A number of new aircraft and engine types are flooding into the Middle Eastern fleets. Do you think JAC will ever position itself to compete for work with new aircraft types such as the 737MAX and A320neo?
Our current strategic goal is to expand our capabilities to include 737NG and A320 family aircraft. After we successfully achieve this growth, our next target will be to expand to servicing newer aircraft types such as the 737MAX and A320neo.
JAC repairs mature engine types such as the JTD8 series and CMF56. Is demand for these older engines still proving strong?
African and various Middle Eastern operators are still operating legacy engines such as CFM56-3 & JT8D. However; based on our projections the demand for these older engines will be extinct within four to five years.
Geographically, how is the expansion into the Africa and Central Asia regions going?
Demand for services in recent years has very much decreased from surrounding Middle Eastern countries. This due to the ongoing political and economic conflicts in countries such as Iraq, Syria, Libya and Yemen. A great portion of their fleets and airport infrastructure were destroyed and fleet utilization has decreased to a minimum. Our strategic plan is to target regions where the demand is higher and consistent. I foresee high demand however for MRO services on contemporary aircraft for older aircraft for Central Asia, the Middle East and Africa regions.

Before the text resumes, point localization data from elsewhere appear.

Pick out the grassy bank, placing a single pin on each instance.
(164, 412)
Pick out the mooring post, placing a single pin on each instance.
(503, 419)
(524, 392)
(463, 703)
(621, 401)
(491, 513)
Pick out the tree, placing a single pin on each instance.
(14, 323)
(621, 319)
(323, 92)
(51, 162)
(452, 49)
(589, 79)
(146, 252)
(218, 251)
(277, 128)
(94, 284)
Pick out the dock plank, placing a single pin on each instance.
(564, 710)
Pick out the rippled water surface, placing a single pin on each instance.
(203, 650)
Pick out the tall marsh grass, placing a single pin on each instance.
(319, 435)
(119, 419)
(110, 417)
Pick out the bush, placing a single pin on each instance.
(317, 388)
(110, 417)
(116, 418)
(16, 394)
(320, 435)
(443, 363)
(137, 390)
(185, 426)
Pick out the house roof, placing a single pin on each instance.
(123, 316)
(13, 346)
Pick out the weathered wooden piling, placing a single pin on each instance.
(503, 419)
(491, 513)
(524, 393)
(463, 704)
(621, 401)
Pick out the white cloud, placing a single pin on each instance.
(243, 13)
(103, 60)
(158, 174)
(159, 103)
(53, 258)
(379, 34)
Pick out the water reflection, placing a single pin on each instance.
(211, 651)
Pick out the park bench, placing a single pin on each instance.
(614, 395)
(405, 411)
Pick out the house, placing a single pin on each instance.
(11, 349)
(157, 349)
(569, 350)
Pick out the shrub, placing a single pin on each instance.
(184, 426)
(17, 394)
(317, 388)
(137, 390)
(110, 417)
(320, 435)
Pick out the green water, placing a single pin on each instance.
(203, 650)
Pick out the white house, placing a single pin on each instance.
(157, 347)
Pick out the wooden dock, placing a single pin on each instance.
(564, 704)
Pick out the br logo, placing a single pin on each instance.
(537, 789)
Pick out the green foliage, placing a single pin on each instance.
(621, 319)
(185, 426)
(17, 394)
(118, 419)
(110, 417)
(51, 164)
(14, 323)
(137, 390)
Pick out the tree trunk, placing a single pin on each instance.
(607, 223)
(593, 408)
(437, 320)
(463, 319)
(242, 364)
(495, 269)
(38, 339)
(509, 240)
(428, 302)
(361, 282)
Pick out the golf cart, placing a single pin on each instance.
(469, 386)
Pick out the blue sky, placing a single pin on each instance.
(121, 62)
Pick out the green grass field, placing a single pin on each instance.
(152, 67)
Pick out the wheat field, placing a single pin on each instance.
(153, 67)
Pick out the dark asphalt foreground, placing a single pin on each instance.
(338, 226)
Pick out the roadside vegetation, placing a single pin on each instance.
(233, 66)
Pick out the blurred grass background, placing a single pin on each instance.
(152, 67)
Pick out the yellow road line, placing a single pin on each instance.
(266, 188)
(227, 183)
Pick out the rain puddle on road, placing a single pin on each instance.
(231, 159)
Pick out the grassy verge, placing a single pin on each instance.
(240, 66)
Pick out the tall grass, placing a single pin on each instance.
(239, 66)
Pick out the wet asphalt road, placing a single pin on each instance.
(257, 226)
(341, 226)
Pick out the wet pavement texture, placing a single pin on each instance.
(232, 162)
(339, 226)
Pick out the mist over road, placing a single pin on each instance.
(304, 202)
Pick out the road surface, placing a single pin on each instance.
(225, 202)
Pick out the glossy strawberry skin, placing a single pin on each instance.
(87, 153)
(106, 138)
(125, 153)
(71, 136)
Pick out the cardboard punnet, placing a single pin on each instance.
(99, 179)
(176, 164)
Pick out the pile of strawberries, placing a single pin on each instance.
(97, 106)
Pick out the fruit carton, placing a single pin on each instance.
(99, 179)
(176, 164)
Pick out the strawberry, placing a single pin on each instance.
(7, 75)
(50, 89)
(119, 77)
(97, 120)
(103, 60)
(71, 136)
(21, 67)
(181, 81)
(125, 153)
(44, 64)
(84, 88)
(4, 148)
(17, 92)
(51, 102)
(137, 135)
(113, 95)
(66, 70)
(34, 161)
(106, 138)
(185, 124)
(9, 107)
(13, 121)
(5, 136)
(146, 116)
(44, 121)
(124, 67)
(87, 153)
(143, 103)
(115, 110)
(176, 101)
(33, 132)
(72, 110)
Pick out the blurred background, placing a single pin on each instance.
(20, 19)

Which service are you currently seeing the largest amount of demand?
The largest amount of demand for airframe and engine services on 737 classics, in addition to avionics upgrade which is third largest dimension on the C130, 382 and L100 aircraft. Most of our customers’ demands are forthcoming from the Middle Eastern and African regions. We will be targeting European and Central Asian operators upon approval for B737NG and A320 family.
You announced a new line station at Queen Alia International Airport in July 2016. Do you foresee further line stations being set up in the near future?
The MENA region operators are still keen to keep their daily routine inspections in-house, therefore; we don’t expect more business from line maintenance in this case. Therefore, no additional line stations are needed.